Insbesondere in Israel hat Talmud Tora für Frauen in allen Kreisen der orthodoxen Bevölkerung seit dem ausgehenden 20. Jahrhundert einen sehr hohen Stellenwert erlangt. «The measure of social status and success is the extent of Torah study, or in other words, the level of Torah scholarship», beurteilt Chana Kehat, Gründerin des israelischen orthodox-feministischen Frauenforums «Kolech», diese Entwicklung. [211] Der Zugang zu umfassendem jüdischen Wissen habe orthodoxen jüdischen Frauen, so Kehat, zu mehr Autonomie verholfen und ihnen auch ermöglicht, dieses Wissen beruflich zu nutzen. [212]
Der jüdischen Frauen in den vergangenen Jahrzehnten zunehmend eröffnete Zugang zu Talmud Tora und ihre aus dieser Entwicklung resultierenden veränderten Aufgaben und Rollen in Familie und Gesellschaft wirken sich auch auf das Beziehungsgefüge zwischen den Geschlechtern aus. Diesem Veränderungsprozess müssten sich, so die israelische Pädagogin Bilha Admanit, sowohl Frauen als auch Männer stellen: Die Frauen müssten ihre Stellung im Judentum verändern wollen und die Männer einen gleichwertigen Status von Mann und Frau anerkennen. [213]
Dieser Prozess erfolgt allerdings, wie sich in den vergangenen Jahrzehnten gezeigt hat, nicht zwingend zeitgleich: Häufig gehen einzelne Frauen durch konkretes Handeln und Schaffen von Tatsachen – auch gegen den Willen der rabbinischen Entscheidungsträger – einen Schritt voraus und bereiten so die für eine soziale Akzeptanz notwendige Basis vor. Frauen mit grossem jüdischen Wissen, die sich ab den vierziger Jahren des 20. Jahrhunderts in traditionelle Männerdomänen gewagt haben – etwa Toraexpertinnen wie Nechama Leibowitz (1905–1997), Ehefrauen von Rabbinern wie Paula Ackerman (1893–1989), die in den Gemeinden ihrer Männer auch rabbinische Aufgaben wahrnahmen, [214] oder die seit 2009 im Rabbinat einer orthodoxen jüdischen Gemeinde tätige Sara Hurwitz –, sind Beispiele dafür. [215]
Ähnliche Entwicklungen lassen sich in der römisch-katholischen und evangelisch-reformierten Kirche beobachten: Auch hier trug der Zugang zu den Bildungsinstitutionen – insbesondere die Zulassung zu Theologiestudium, Promotion und Habilitation [216] – vor dem Hintergrund gesellschaftlicher Umwälzungen entscheidend dazu bei, dass sich jahrhundertealte Strukturen zu verändern begannen und sich Frauen in Kirche und Universität berufliche Tätigkeitsfelder eröffneten. Eine für diesen Prozess zentrale Rolle spielten auch hier die feministische Bewegung sowie Wegbereiterinnen und Exponentinnen wie Gertrud Heinzelmann (1914–1999) oder Mary Daly, die ab den sechziger Jahren des 20. Jahrhunderts – fast zeitgleich mit der jüdisch-feministischen Bewegung – einen gesellschaftlichen Diskurs zur Stellung der Frau in der Kirche initiierten. [217]

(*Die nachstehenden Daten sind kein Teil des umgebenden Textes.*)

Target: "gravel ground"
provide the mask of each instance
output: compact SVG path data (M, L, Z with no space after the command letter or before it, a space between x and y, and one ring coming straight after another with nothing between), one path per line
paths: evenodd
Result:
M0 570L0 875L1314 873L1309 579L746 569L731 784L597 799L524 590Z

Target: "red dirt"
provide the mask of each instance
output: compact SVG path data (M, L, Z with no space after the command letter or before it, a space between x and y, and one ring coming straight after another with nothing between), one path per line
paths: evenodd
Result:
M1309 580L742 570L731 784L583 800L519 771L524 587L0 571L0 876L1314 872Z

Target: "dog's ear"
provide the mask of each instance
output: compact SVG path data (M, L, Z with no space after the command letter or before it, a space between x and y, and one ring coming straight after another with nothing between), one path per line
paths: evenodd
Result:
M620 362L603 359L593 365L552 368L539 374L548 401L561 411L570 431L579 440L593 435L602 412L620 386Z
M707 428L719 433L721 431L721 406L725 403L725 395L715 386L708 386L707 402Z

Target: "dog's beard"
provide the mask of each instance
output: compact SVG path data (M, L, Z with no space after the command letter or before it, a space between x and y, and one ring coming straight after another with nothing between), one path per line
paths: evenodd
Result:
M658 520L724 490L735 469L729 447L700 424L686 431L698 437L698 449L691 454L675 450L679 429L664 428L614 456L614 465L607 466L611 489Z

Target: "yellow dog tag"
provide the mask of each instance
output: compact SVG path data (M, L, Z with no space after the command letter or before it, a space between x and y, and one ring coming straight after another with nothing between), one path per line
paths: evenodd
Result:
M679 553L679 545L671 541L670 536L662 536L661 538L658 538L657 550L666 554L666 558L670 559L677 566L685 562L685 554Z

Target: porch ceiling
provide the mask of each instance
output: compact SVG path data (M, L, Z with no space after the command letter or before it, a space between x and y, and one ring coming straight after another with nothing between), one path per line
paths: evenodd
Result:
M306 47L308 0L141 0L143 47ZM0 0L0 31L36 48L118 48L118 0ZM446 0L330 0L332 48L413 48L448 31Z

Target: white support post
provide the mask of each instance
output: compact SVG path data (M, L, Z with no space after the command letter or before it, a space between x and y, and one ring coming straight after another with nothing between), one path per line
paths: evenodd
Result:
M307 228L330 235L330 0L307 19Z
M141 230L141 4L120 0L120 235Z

Frauen in klassischen Männerberufen

Die vereinzelten gelehrten jüdischen Frauen, die es seit tannaitischer Zeit gegeben hatte, vermochten die Bildungsmöglichkeiten anderer Frauen nicht zu verbessern. Das sollte sich erst im 20. Jahrhundert ändern: Die insbesondere in Israel und in den USA wachsende Zahl von Frauen mit umfassendem jüdischen Wissen beeinflussen seit den siebziger Jahren den Stellenwert jüdischer Bildung für Mädchen und Frauen und die Angebote von Bildungsinstitutionen. Tamar Ross vertritt die Meinung, dass Frauen mit höherer jüdischer Bildung auch Wesen und Werte des Judentums verändern werden:

«In addition to introducing shifts in the traditional balance of power between the sexes that has been the norm in religious society for generations, women’s learning may also introduce alternatives to the exclusive hold that male ways of thinking have had on determining the contents and cultural values of the religious tradition.» [218]

Frauen, die bisher Männern vorbehaltene Berufe ergreifen, tragen wesentlich zu diesem Prozess bei. Die im Folgenden vorgestellten Tätigkeiten vermitteln anhand einer Auswahl beispielhafte Einblicke in Entwicklungen, die seit den neunziger Jahren in Israel und in den USA zu beobachten sind.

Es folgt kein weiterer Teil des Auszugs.